Mailchimp’s modus operandi
Buried somewhere in their corporate blog is a post by their resident data scientist, who described how they make data-based decisions in their company. The gist of it was he built decision trees based on several hundred features, and distilled it to one or two features to focus on. Great stuff, but he came to the conclusion that the best predictor if a customer will pay more money is if they’ve already paid money. Otherwise known as selection bias.
This didn’t sit well with me, because I recognized it as selection bias. Worse, it means that internally, they’ve decided that their churn rates are extremely low, and that it won’t affect future growth. If they’re really intelligent, that may be the case. But the fact is they took one of the cheapest options on the market with a free tier, and turned it into the highest priced option. They won’t get new customers because they raised prices, but they will drive away a ton of existing ones. Churn is never zero and they just increased it; at the same time decreasing their ability to bring in new customers.
Consolidating your revenues in a small cadre of customers means your fortunes rise and fall with them. It’s generally well accepted that this is a bad thing, to the point of having its own proverb “Don’t put your eggs all in one basket”. Worse, when you alienate your smaller clients, you basically kill off any chance of future customer base growth. That’s a Bad Thing (TM) for future growth.
Never assume malice when stupidity will suffice.
– Hanlon’s Razor
Perhaps related, but it would appear they’ve replaced almost all of their upper management in the last year, so this may be a result of new hands needing to make changes to prove they’re doing “something”.

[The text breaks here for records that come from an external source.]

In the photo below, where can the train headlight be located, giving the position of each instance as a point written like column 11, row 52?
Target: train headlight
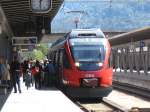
column 77, row 64
column 100, row 64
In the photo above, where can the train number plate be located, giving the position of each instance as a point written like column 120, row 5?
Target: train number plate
column 90, row 82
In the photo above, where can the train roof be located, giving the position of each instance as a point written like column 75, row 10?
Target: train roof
column 81, row 33
column 87, row 32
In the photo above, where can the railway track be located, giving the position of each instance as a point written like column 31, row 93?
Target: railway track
column 145, row 93
column 107, row 105
column 93, row 105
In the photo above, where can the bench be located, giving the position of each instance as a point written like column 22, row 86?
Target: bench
column 3, row 88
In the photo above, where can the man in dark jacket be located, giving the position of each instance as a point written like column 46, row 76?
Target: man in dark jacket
column 15, row 72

Simply put, this is a great move to increase short term profits, but will ultimately kill future revenue. Expect belt-tightening and backdoor layoffs in a year or two, followed by them shopping for a bailout acquisition (IBM seems a likely candidate).
A legal aside
Mailchimp updated the terms of service and privacy policy for Mandrill, in such a way that they’re no longer protecting certain types of information. The short of it is they’re going to data mine emails sent through them for purchase history and payment information. Considering that the FTC considers privacy policies to be legally binding, they may find themselves in some hot water for this (note, Mailchimp is a Georgia, USA based company, and subject to regulation by the FTC).
In conclusion:
Fuck you, Mailchimp. Fuck you Ben Chestnut.